Niet eerder in de parlementaire geschiedenis van het Koninkrijk der Nederlanden hebben in twee opeenvolgende kabinetten de ministers van Defensie moeten aftreden. In het voorgaande kabinet Rutte II was het minister Jeanine Hennis, die vrijwillig opstapte n.a.v. het dodelijk ongeluk met afgekeurde munitie tijdens de missie in Mali. In het huidige demissionaire kabinet Rutte III is het minister Ank Bijleveld vanwege haar veel te late en laconieke reactie – de soep wordt nooit zo heet gegeten als hij wordt opgediend – op de levensbedreigende situatie van de Afghaanse tolken en overige Afghaanse medewerkers van de ambassade in Kabul.
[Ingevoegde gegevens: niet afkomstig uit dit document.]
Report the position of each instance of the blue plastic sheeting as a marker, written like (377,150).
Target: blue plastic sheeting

De tolken, hun gezinsleden en nog enkele duizenden andere medewerkers en hun familie zijn voor het overgrote deel met gevaar voor hun leven achtergebleven en moeten vrezen voor de dreiging van de Taliban. Deze medewerkers stonden die bewuste ochtend voor een gesloten deur van de ambassade, nadat het Nederlandse ambassadepersoneel zich in grote spoed al in veiligheid had gebracht. Ondanks dat het parlement al in april had aangedrongen deze medewerkers tijdig te repatriëren naar een veilig Nederland. De houding van het kabinet was echter slechts een beperkt aantal toe te laten vanwege de vrees voor een “aanzuigende werking”.
Geen tijdige reactie
Dat de minister van Buitenlandse Zaken Sigrid Kaag (D66) ook moest aftreden heeft de zelfde oorzaak: geen tijdige en professionele reactie op de gebeurtenissen, die zich al maanden lang aftekenden. De minister was die bewuste avond aan een diner met politieke “gelijkgestemden” om de voortgang van de hopeloos vastgelopen kabinetsformatie te bespreken. Het excuus van deze minister was dat het “onverwachts allemaal heel snel ging, ook andere landen waren verrast”.
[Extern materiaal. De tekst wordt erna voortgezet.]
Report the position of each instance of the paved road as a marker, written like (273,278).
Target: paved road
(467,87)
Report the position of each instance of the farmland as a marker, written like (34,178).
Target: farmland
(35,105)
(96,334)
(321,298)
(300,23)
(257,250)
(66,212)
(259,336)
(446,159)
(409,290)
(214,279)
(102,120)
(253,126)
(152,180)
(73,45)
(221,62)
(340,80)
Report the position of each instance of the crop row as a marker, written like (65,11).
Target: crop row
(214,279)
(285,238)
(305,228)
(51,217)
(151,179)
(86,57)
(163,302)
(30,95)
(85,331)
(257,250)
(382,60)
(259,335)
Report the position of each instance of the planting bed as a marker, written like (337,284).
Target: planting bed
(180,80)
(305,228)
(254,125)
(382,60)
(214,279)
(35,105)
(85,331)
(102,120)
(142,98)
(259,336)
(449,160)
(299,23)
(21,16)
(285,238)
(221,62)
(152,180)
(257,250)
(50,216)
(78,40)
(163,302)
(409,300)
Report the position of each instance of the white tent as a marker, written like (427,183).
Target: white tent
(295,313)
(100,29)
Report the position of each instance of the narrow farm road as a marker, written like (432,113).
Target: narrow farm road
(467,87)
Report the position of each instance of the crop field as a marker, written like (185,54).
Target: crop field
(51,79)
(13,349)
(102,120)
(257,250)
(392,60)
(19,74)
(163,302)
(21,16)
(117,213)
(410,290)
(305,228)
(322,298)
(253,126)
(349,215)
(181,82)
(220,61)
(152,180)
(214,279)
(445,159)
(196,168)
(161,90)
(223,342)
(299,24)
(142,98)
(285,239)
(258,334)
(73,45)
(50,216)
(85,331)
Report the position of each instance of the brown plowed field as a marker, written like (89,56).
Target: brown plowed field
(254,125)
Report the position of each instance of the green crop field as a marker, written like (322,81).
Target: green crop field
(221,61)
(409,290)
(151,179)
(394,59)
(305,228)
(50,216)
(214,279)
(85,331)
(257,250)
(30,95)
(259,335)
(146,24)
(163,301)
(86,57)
Maar deze landen hebben wel degelijk onmiddellijk ingegrepen door luchtbruggen op touw te zetten om zoveel mogelijk Afghanen die met de geallieerden hebben samengewerkt, te redden van de Taliban, immers hun dreigt de dood. Nederland kwam veel te laat, met één militair vliegtuig, dat vervangen moest worden als gevolg van achterstallig onderhoud, voor de duidelijkheid: gebrek aan onderdelen.
Dat minister Ank Bijleveld – na eerder al drie moties van afkeuring en drie moties van wantrouwen uit het parlement te hebben genegeerd – uiteindelijk onder druk van haar eigen partij (CDA) alsnog een volle dag na het debat en het aftreden van haar collega van Buitenlandse Zaken, gedwongen werd af te treden, tekent de huidige politieke bestuurscultuur in Den Haag. Een cultuur die zich al eerder manifesteerde, maar die zich onder de kabinetten Rutte I, II en III toelegt op slechts één doel: het behouden van de macht.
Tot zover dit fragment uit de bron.